The class — called the “Blockсhain Innovation Donation Course” — was rolled out on November 1 and will run through October 2021, according to a statement by Sumitomo Mitsui.
Other corporate donors included Good Luck Three, JSS Corp., Zipper Corp., Hotlink Co., and Money Forward Inc.
Goal is to Cultivate Blockchain Entrepreneurs
The purpose of the blockchain course is to educate highly motivated, business-minded students with “outstanding talent in information mathematics” about fintech and the game-changing technology underpinning cryptocurrencies.
The University of Tokyo hopes to nurture future blockchain entrepreneurs by teaching them about decentralized networks and how to implement them socially.

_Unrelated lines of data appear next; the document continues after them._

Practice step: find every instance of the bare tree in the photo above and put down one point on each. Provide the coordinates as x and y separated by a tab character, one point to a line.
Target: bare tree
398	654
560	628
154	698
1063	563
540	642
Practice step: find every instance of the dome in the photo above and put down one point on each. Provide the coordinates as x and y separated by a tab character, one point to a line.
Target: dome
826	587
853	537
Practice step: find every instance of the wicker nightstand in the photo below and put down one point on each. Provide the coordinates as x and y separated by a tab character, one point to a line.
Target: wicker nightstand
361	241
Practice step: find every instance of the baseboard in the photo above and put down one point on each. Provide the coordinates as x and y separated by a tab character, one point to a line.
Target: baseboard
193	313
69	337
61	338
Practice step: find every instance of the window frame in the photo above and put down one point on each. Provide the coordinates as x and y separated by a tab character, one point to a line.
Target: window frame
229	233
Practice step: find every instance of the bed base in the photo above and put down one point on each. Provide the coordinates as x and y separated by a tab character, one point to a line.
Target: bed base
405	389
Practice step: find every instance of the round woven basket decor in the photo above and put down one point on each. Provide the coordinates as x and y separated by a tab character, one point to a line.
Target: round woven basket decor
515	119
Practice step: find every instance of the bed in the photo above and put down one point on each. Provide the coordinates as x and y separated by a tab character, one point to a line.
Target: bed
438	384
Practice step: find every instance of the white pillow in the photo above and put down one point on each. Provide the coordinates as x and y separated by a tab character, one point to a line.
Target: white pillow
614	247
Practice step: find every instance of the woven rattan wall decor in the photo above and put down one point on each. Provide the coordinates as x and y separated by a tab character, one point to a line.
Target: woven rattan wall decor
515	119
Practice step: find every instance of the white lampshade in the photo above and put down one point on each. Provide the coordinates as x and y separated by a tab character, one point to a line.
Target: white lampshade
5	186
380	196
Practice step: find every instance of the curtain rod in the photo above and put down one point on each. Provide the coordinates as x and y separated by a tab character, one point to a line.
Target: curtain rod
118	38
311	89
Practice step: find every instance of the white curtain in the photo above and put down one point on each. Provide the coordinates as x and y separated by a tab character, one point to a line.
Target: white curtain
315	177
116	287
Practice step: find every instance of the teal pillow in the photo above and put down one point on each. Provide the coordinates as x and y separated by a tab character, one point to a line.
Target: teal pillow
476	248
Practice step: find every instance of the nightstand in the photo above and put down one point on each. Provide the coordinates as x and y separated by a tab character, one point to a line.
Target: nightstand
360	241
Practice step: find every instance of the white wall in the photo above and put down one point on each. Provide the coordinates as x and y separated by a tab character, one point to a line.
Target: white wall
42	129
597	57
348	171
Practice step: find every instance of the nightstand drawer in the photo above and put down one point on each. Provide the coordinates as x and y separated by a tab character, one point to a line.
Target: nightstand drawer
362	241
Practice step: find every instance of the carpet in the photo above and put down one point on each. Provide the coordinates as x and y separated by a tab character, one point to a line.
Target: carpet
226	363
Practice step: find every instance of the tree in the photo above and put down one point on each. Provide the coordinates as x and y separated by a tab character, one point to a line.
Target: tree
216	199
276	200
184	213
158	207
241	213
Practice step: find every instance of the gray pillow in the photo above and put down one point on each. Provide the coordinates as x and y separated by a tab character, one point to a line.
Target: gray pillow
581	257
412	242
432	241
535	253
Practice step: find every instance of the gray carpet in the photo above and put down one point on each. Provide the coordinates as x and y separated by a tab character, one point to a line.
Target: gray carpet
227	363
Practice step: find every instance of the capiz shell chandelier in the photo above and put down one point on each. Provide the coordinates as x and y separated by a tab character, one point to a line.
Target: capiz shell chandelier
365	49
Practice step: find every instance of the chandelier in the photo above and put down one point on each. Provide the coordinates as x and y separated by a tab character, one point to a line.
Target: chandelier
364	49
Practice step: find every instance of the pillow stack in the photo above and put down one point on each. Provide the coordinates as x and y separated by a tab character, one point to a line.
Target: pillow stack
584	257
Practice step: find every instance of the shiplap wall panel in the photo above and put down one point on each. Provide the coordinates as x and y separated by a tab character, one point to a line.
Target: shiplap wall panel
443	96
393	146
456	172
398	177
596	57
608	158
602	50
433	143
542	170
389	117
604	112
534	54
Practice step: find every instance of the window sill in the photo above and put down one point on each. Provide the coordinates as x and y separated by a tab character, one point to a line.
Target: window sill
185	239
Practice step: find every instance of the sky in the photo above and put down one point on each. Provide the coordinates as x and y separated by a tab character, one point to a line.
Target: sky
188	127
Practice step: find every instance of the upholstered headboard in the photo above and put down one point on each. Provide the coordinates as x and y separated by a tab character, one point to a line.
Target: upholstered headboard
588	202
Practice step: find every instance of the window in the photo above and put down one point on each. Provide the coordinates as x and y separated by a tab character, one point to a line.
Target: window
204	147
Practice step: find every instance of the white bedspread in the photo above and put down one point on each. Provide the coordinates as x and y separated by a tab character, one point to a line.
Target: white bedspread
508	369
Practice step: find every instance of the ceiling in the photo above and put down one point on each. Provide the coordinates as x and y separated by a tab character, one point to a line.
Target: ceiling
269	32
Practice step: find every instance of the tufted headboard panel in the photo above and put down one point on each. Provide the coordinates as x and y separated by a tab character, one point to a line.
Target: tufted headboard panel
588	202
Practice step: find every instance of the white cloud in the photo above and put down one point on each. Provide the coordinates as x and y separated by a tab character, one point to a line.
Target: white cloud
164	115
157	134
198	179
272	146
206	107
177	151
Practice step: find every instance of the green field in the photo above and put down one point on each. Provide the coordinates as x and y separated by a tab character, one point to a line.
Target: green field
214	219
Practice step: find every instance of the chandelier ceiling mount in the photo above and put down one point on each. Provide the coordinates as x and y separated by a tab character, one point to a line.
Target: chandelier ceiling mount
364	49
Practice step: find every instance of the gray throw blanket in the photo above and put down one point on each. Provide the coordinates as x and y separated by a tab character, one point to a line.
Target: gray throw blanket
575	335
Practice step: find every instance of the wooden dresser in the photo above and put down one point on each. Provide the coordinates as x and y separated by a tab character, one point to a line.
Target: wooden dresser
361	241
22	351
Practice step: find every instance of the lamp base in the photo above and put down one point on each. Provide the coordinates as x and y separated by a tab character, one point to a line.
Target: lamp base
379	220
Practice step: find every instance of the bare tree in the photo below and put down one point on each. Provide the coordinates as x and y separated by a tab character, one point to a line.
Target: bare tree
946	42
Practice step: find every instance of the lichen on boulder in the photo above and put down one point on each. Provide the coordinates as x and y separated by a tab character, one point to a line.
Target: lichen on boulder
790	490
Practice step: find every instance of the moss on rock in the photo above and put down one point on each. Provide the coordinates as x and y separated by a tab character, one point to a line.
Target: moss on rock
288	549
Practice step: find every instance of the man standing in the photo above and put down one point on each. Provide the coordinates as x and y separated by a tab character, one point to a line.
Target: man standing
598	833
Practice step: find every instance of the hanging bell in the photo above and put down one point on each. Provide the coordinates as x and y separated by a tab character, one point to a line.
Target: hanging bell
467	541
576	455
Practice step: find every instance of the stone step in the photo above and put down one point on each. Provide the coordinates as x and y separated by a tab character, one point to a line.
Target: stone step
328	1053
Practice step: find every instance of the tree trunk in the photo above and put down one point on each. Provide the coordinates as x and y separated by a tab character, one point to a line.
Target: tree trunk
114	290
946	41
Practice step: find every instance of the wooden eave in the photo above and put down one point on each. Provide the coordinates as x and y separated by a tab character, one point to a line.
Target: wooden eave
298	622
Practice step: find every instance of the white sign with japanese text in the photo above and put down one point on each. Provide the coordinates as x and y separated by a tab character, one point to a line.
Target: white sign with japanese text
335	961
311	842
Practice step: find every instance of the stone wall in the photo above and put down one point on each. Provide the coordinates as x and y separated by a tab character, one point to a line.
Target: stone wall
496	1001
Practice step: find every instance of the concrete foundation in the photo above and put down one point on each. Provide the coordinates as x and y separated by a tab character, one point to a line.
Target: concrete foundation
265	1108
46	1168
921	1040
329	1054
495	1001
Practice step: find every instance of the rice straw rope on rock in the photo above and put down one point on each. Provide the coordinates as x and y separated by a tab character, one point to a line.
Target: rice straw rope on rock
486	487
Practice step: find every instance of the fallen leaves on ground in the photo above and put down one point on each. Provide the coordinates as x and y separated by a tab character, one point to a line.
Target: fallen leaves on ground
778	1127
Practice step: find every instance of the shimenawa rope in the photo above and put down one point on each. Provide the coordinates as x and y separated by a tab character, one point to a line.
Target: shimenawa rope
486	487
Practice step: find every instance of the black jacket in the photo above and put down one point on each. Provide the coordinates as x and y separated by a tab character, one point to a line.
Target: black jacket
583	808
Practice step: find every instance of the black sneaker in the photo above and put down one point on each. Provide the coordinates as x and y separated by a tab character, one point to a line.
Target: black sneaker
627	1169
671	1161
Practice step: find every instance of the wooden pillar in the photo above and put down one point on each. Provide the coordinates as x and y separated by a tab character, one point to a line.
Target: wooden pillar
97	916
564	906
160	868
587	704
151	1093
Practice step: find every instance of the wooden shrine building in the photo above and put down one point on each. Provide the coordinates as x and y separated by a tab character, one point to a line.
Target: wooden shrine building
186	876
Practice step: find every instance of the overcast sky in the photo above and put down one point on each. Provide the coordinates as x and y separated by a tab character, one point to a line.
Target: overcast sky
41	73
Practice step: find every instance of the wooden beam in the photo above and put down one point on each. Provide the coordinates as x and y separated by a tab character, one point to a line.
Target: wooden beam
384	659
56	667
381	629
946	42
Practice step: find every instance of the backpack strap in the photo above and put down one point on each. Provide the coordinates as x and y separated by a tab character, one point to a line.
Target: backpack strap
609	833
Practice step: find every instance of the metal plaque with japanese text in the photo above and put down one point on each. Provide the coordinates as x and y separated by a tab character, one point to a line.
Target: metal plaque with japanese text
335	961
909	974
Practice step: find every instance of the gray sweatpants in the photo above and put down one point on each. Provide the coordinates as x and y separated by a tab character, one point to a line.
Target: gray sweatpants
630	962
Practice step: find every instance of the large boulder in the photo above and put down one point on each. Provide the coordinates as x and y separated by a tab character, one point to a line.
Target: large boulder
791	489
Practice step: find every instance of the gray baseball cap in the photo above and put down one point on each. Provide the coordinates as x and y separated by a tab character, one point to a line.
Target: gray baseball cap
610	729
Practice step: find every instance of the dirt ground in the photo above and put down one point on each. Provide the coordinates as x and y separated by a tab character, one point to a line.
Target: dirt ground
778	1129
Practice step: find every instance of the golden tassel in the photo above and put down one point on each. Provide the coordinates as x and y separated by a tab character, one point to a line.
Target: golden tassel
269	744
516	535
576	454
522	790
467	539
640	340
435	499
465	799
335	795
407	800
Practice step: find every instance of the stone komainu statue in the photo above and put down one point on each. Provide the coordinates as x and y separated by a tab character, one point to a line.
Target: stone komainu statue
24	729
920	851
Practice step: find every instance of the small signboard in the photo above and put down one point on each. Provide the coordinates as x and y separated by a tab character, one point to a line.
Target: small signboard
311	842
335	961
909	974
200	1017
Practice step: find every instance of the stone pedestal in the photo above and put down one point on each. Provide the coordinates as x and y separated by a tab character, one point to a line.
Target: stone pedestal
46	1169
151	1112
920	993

Blockchain is a hot, trendy field of study right now, and many corporations are investing substantial amounts of money to promote the development and widespread adoption of blockchain.
Experts say the innovative technology could transform healthcare, banking, supply-chain management, and the entertainment industry.
Top Business Schools Add Crypto Classes
Kevin Werbach, a professor at the Wharton School of the University of Pennsylvania, is currently teaching a class this semester called “Blockchain, Cryptocurrency, and Distributed Ledger Technology.”
“We’re at the point where there’s a critical mass to teach this domain,” Werbach told CNBC. “There will be a real phenomenon in business for the foreseeable future. And five years down the road, there won’t be too many major business schools that don’t offer similar classes.”
Similarly, John Jacobs — executive director of the Georgetown University Business School — said he has been inundated with calls from corporate recruiters asking for applicants who understand blockchain technology.
“Any world-class program is going to have to equip students in this field to compete,” Jacobs said. “It’s everywhere we turn around.”